Hace un par de meses, el veterano ex comandante nicaragüense Tomás Borge declaró que el Frente Sandinista no se arriesgará a perder nuevamente el poder, después de haberlo recuperado hace dos años. “Vamos a defenderlo, cueste lo que cueste”, sentenció. La víspera, tres magistrados proclives al sandinismo en la Corte Suprema de Justicia (CSJ) emitieron una resolución habilitando al mandatario Daniel Ortega para volver a postularse a la Presidencia en 2011, pasando por alto una prohibición expresa plasmada en la Constitución Política de 1987.
La sentencia, que tomó por sorpresa a la fracturada oposición, estableció que es “inaplicable” el artículo 147 constitucional que impide a un presidente postularse en dos períodos consecutivos, allanándole a Ortega el camino a una nueva candidatura cuando concluya su mandato de cinco años, que inició en 2007.

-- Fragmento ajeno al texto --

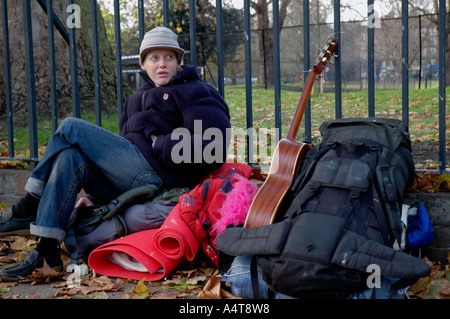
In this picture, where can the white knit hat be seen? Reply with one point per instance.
(160, 37)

Las primeras voces de juristas, políticos y medios de prensa de oposición coinciden en calificar el fallo como “aberrante” e “inaudito”. Para algunos supera incluso prácticas utilizadas por el dictador Anastasio Somoza, cuya dinastía familiar fue derrocada en 1979 por la guerrilla sandinista de la cual Ortega formó parte. Del otro lado, el diputado oficialista Edwin Castro sostuvo que la sentencia sólo viene a “hacer justicia” a Daniel Ortega y a sus aspiraciones, muy válidas a su juicio por haber sido él quien lideró a su partido durante los 17 años que estuvieron en la oposición.
En una entrevista con el periodista británico David Frost en marzo pasado, el mandatario nicaragüense dejó claros sus propósitos cuando confesó que esperaba “vivir el tiempo suficiente”, al menos 97 años como su madre, para mantenerse en el gobierno.

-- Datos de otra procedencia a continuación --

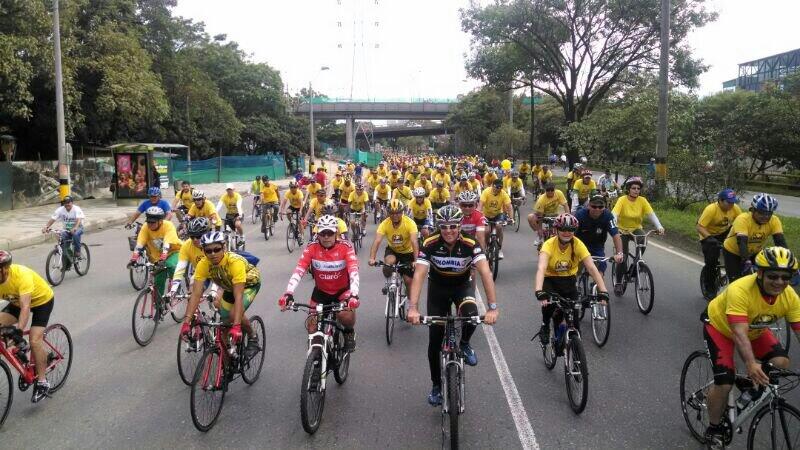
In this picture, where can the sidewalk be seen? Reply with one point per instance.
(23, 227)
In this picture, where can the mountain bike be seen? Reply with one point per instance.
(638, 273)
(326, 353)
(63, 258)
(774, 421)
(220, 364)
(396, 297)
(16, 351)
(566, 340)
(453, 377)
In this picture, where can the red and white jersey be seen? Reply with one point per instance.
(335, 268)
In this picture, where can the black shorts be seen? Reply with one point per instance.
(40, 315)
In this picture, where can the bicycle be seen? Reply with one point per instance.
(220, 364)
(638, 273)
(62, 258)
(765, 405)
(566, 340)
(601, 314)
(139, 272)
(150, 309)
(57, 343)
(453, 377)
(396, 297)
(326, 353)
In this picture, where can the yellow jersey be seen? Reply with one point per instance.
(399, 238)
(563, 263)
(23, 280)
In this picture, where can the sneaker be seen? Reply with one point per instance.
(469, 354)
(435, 397)
(41, 389)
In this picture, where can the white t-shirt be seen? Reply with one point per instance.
(68, 217)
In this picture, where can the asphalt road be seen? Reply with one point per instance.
(121, 395)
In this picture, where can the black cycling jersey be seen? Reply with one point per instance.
(450, 267)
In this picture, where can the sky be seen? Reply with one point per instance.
(401, 49)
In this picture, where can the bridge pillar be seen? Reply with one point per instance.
(349, 123)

Para la ex guerrillera sandinista Dora María Téllez, Ortega busca, más allá de ambiciones mesiánicas, consolidar un grupo de poder económico dentro del FSLN que surgió tras apropiarse de empresas del Estado en 1990 y que se afianza hoy como un verdadero emporio financiero gracias a las millonarias ayudas de su aliado venezolano Hugo Chávez.
La sorpresiva resolución judicial surgió después de varias semanas de impasse en el Parlamento, donde el oficialismo intentó sin éxito aprobar una reforma constitucional para autorizar la reelección, posible sólo con el voto de 56 de los 92 diputados. Analistas afirman que la aparente resistencia de los diputados del Partido Liberal (derecha), que lidera el ex reo Arnoldo Alemán, a los sobornos, empujó a Ortega a recurrir al Poder Judicial, uno de los órganos del Estado subordinados al partido gobernante, para aplicar una reforma “de facto” a la Carta Magna.